A Buddhist's Shakespeare: Affirming Self-Deconstructions
Reviewed by Sidney Gottlieb
Renaissance Quarterly
Vol.49 No.1 (Spring 1996)
pp.166-167
COPYRIGHT Renaissance Society of America Inc. 1996
James Howe is both a Buddhist and a post-modernist, a distinction
without a difference as we come to find in his intriguing study of
Shakespeare. Howe shares with many others the notion that criticism
as a disinterested endeavor to know the complex but unitary truth
has given way to a belief that "any interpretation is a reader's
'reinvention' of the chosen text, and that the primary function
available to a critic is to record his or her transaction with it"
(15). At the same time, Howe recognizes that criticism is an act of
discipleship: our transactions are influenced, to say the least, by
the ideologies surrounding us and also by the teachers we choose.
Howe acknowledges Chogyam Trungpa, a Tibetan spiritual advisor, as
his teacher and A Buddhist's Shakespeare is a "partial record" (13)
of his discipleship to Trungpa and the long and varied tradition of
Buddhism.
According to Howe, the three masters or philosophies alluded to in
the book's title - Buddhism, Shakespeare, and deconstruction - are,
contrary to what might be our first impression, the most likely of
bedfellows. Buddhism is the most fully articulated of the three,
defined by Howe as primarily "a system of contradictions, a
systematized denial of the validity of all systems" (20). By
revealing the wisdom of emptiness and the "fruitful side of
'absence'" (17), Buddhism continually works to free its
practitioners from self-entrapping illusions, worldly attachments,
and misunderstandings about human desires and capacities. Howe sees
these ideas beginning to take hold now in Western thought via
deconstruction, and it might be well worth a long essay to go more
deeply into what he much-too-briefly labels the "Dharmic/Derridean
function of dissolution" (21). But his main concern and, of course,
the reason why his book comes to our attention, is to extensively
analyze the much earlier intimation of Buddhist philosophy in
western culture represented by Shakespeare, "every period of [whose]

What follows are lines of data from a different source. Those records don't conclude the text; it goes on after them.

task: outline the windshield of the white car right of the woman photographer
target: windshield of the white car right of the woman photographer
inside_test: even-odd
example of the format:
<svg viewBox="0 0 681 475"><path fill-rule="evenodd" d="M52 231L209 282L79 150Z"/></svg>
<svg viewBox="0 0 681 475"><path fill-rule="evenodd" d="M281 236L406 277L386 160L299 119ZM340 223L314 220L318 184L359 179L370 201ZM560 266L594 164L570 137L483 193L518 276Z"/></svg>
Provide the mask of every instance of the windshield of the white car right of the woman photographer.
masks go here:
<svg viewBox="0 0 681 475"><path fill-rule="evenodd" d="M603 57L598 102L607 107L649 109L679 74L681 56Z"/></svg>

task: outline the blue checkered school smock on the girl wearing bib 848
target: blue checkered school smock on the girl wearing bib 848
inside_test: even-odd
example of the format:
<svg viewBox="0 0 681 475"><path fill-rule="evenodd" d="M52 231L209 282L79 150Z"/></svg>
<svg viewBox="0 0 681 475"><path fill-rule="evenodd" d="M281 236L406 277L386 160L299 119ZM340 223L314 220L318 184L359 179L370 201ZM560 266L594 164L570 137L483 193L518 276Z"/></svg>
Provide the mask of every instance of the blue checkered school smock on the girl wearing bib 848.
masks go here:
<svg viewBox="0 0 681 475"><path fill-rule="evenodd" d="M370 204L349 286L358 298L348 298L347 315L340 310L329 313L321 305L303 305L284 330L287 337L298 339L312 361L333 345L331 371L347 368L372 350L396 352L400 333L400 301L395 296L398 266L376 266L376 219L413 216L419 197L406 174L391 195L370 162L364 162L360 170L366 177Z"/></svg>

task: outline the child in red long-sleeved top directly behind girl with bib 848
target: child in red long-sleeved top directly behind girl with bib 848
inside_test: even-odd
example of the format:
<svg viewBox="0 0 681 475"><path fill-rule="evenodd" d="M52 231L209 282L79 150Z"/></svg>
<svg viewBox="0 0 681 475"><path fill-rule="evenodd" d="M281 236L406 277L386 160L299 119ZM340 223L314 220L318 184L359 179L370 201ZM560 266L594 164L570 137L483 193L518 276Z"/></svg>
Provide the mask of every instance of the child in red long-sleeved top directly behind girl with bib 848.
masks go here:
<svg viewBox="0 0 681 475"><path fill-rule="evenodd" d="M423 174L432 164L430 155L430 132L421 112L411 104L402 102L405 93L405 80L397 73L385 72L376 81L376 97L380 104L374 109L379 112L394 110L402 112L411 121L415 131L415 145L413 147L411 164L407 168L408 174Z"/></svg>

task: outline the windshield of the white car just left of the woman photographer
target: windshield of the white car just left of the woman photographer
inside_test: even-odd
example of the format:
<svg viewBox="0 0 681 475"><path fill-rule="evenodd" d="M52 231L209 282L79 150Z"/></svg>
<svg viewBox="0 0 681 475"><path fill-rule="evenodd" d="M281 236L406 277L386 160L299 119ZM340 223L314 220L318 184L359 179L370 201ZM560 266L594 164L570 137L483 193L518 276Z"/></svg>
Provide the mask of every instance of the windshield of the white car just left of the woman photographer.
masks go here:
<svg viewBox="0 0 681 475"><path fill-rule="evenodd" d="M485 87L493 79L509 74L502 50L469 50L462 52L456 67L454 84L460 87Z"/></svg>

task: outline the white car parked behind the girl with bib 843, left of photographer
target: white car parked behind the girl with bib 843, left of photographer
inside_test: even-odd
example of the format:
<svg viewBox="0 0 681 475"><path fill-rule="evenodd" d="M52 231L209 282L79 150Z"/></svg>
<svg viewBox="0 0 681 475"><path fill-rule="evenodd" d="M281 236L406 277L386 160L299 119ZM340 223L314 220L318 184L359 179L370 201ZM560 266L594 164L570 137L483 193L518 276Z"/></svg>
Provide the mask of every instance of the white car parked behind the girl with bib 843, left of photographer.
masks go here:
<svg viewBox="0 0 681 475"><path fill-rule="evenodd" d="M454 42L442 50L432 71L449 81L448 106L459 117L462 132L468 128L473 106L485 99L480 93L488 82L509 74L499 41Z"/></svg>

career rewards an approach that joins self-deconstruction to
Buddhism" (22).
Each of the eight main chapters focuses primarily on one play, and
Howe, well-versed in modern critical approaches - especially those
influenced by Derrida, Foucault, and Greenblatt - shows how
consistent these approaches are with what he calls Buddhist
dimensions of Shakespeare. He focuses repeatedly on the lessons of
theatricality. Bottom, for example, "seems to embody the Buddhist
teaching of non-attachment" (31), and his play not only subverts
royal power but usefully reminds all spectators, on stage and off,
of the limited truth-value in any representation. This lesson is
also reinforced by Richard III and, perhaps most provocatively, by
The Merchant of Venice, where even Portia comes to embody the
monstrousness of believing we have a firm hold on a truth that will
set us free. Unless this truth is that there is no truth, we remain
in the "vicious cycle of samsara" (93), the world of confusion.
For Howe, Shakespeare's major tragic characters are victims of
desire. Some, like Antony and Brutus, never relinquish their desires
or their mistaken beliefs in an integral, unified self, and
therefore die agonizing and unenlightened deaths. Others, like
Hamlet and Lear, move to a "Buddhist form of desirelessness" (178).
But Shakespeare's ultimate concern is not so much the characters as
the audience, who by witnessing a spectacle of constant undoing,
subversion, and loss come to know that "desolation" is "the basis of
'freedom'" (144).
In Howe's analysis, Shakespeare typically leaves us "without a
safety net" (143) by setting his plays on a course of subversion and
dissolution that, once started, cannot be stopped - a vison of
Shakespeare as bold, radical, post-modern, and, according to Howe's
definition, Buddhist. I also find it overstated. Hovering on the
edges of philosophical Fluellenism, he is quick to collate every
appearance of negation either explicitly or implicitly with the
wisdom of Trungpa, and in many instances such collocations are
insubstantial rather than synergistic. Moreover, his frame for
Shakespeare's drama and philosophy generally neglects other
important rhythms in the plays, complex movements towards order and
resolution and sympathetic attachment that may be bold and radical
but are not post-modern or Buddhist. Despite Howe's insistent and
provocative argument, the unsettling and Noble Truths in Shakespeare
still only seem randomly and occasionally to overlap rather than
mirror those of Derrida and the Buddha.